1. L'importanza del banchetto
Per gli antichi Romani la cena banchetto, che si protraeva fino a tarda notte, era il pasto
più importante della giornata. Ad esso erano invitati tutti e cinque i sensi: oltre a
vedere, toccare e gustare si parlava e si ascoltava.
Se la cerimonialità trovava il suo culmine nella condivisione della carne, la
spettacolarità era garantita da scene di danza, musica e teatro.
La cena era aperta da gustatio, abbondanti antipasti, chiamati anche promulsis (da
mulsum, il vino mielato che li accompagnava).
Uova, verdure e pesci conditi con molte salse erano gli alimenti che componeva
questa parte del banchetto.
Seguiva la prima mensa durante la quale venivano servite diverse fercula (portate) di
maiale, agnello, pollame, selvaggina e pesce.

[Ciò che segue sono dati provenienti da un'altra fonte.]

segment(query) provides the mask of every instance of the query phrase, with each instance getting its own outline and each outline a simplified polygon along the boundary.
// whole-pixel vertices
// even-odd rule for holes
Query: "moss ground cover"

Il menù si completava con la secunda mensa, termine derivante dall’antica usanza
greca di cambiare l’apparecchiatura della tavola. In questa parte venivano offerti frutti
freschi o secchi, dolci, e a volte cibi salati come salsicce (Marziale) o focacce al
formaggio (Petronio).
L’abitudine romana di aprire il banchetto con l’uovo e chiuderlo con frutti quali la mela
diede vita al proverbio riportato da Orazio «ab ovo usque ad mala», riferito a qualcosa
fatto «dal principio alla fine».
Anche se durante il pasto si era bevuto abbondante vino, soprattutto i grandi convivi si
concludevano con la commissatio: una bevuta generale di vino sottoposta a regole
ferree. Potremmo definire quest’usanza un “dopo cena” al quale potevano aggiungersi
ospiti non presenti fino a quel momento della serata.